Writing a Social News Release
The Social Media News Release (click on the link to see the format) was introduced in 2006 by Todd Defren (the principal of SHIFT Communications). Todd is truly a pioneer because people are just starting to use this format in varying formats. What’s different? The Social Media News Release focuses on less writing and more concise, targeted content. But better yet, it includes information that can be viewed (videos), listened to (podcasts) and shared! Because these days, public relations isn’t just about the media…it’s about putting the ‘public’ back in PR.
If you aren’t quite ready to dive into a Social Media News Release, try an optimized and shareable release that is social without giving up the traditional format. Services like PitchEngine, PRX Builder, PRWeb, Business Wire’s EON, MarketWire, PR Newswire offer the ability to optimize your releases for search and come with the option to make your release shareable (i.e. Digg, del.icio.us, Newsvine, etc.). As well some provide multimedia features that let you add collateral, videos, podcasts, etc.

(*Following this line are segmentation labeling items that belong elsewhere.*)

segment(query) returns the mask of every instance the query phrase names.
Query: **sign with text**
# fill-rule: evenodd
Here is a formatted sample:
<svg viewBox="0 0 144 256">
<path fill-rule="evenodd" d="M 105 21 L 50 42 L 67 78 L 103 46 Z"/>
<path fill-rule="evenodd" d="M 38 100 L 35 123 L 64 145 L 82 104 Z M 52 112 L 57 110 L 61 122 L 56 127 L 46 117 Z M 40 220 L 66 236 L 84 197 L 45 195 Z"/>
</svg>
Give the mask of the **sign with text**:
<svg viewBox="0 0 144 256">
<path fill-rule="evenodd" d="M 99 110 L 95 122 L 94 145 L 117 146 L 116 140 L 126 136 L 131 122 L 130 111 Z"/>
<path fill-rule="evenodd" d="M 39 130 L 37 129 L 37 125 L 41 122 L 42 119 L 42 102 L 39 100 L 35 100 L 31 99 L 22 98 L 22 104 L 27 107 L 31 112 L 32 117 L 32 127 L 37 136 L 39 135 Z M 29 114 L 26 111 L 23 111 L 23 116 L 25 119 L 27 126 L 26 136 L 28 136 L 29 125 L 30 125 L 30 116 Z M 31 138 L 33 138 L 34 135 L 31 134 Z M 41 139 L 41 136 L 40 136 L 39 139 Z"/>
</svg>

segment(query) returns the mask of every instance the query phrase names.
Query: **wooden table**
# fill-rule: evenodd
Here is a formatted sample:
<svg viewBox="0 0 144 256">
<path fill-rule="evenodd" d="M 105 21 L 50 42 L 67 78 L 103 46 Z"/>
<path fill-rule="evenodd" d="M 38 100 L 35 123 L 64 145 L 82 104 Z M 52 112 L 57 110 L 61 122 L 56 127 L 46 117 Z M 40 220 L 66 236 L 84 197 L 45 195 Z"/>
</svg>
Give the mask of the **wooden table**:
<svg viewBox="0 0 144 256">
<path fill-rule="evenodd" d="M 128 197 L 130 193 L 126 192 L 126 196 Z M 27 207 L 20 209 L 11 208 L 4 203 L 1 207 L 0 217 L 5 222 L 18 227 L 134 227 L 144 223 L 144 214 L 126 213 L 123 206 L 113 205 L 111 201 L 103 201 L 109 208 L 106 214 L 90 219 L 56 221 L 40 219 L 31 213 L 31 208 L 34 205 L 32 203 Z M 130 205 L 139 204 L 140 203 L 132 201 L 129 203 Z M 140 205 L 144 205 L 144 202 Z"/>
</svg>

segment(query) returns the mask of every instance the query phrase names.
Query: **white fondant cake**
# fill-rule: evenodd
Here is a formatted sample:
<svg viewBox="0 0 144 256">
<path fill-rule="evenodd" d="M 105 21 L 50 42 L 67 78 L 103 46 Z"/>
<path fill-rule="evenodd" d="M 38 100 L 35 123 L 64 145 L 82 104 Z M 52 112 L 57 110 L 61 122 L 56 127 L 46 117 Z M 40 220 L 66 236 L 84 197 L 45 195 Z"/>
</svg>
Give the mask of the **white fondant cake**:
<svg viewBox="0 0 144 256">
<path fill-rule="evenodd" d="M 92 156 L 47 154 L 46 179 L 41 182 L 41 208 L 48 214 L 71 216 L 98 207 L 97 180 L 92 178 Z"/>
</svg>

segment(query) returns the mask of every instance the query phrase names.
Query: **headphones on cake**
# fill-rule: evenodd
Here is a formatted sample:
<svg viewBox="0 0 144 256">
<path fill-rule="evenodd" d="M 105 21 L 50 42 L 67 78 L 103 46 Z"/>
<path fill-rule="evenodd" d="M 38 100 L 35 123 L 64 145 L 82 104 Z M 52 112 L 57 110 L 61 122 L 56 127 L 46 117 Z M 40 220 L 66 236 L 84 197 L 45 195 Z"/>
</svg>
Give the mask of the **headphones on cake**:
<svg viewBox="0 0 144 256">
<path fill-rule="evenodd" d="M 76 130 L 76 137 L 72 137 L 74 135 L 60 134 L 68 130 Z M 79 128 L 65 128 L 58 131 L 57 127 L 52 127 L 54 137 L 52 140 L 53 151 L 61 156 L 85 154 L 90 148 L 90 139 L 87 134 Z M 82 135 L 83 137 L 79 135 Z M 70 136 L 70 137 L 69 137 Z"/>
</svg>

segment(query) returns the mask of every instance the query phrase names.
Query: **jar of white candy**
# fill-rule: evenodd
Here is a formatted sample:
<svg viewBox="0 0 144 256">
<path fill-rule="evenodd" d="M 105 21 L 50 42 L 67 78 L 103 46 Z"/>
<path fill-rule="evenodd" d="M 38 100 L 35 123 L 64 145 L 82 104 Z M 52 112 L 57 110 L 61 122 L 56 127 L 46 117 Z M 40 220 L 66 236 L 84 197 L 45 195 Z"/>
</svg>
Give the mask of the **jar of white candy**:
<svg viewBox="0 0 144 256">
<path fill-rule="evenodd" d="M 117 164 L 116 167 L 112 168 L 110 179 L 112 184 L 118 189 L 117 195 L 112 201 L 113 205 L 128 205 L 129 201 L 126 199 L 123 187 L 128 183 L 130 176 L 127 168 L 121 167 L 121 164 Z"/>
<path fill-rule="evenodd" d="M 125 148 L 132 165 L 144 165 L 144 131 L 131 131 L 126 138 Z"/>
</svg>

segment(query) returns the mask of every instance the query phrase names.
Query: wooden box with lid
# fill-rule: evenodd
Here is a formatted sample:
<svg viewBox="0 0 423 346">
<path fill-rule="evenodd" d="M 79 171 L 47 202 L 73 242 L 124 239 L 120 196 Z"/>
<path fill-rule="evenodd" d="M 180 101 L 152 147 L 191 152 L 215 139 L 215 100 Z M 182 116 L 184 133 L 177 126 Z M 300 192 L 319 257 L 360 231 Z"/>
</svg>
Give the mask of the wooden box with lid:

The Unwritten Rules of Social Media
As a company [or non-profit, agency (government or creative), university, etc.] engaged in social media you’ll find that a community starts to develop. They’ll be the ones to let you know how they want to how they want to be communicated to/with. In other words, there aren’t any hard and fast rules to social media or writing for social media…just guidelines and best practices.
Here are a few tips to keep in mind as you engage (and write) in social networks:
- Be real
- Be nice
- Be respectful
- Listen then talk
- Give then take
- Try to be consistent
- Apologize when you make a mistake
- Say thank you
- Don’t broadcast (i.e. self promote)
- Don’t stalk
- It’s not a numbers game
- Don’t publicly or privately unfollow/unfriend
Seems like basic etiquette, right? You’d be surprised how often companies [or non-profits, agencies (government or creative), universities, etc.] get off track and then have to deal with fixing their snafus. Try to keep Emily Post in the back of your mind.
What would you add to this information? If there are any questions, don’t be shy and be sure to ask…we’re all here to help!